Church groups blast the Queensland draft bill, which would ban religious schools from sacking a teacher or expelling a student who converts to Islam.

Religious schools are concerned about changes to Queensland’s anti-discrimination laws.
Religious schools are concerned about changes to Queensland’s anti-discrimination laws.

An “Orwellian’’ law to stop religious schools sacking gay or adulterous teachers or expelling transgender students has been attacked by church groups.

The Australian Christian Lobby blasted the Queensland government’s “draconian’’ draft anti-discrimination bill, which would ban Jewish or Christian schools from sacking any teacher or expelling any student who converts to Islam.

“This bill reads like an addendum to Orwell’s novel, 1984,’’ ACL Queensland director Rob Norman said on Monday.

“If tabled and passed, religious schools will be required to surrender some of their deepest-held theological views and values and be subjected to the invasive oversight of the Department of Justice and the Attorney-General.

“State-controlled religion has, until now, been the domain of the old Soviet Union or China.’’

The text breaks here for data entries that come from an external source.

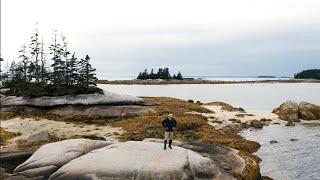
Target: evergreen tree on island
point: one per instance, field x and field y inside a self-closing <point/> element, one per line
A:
<point x="163" y="73"/>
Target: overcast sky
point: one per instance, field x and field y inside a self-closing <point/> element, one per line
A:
<point x="214" y="37"/>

Anti-discrimination lawyer Mark Fowler warned Queensland’s proposal would “legislate the most restrictive regime for religious institutions in Australia”.

“It would prevent a church from disciplining a bishop or imam who engaged in extramarital affairs, whether heterosexual or homosexual, or even where they engaged in prostitution,” he said.

Dr Fowler, an adjunct associate professor at the universities of Notre Dame and New England, said the bill would “vastly increase complexity and uncertainty for religious institutions’’.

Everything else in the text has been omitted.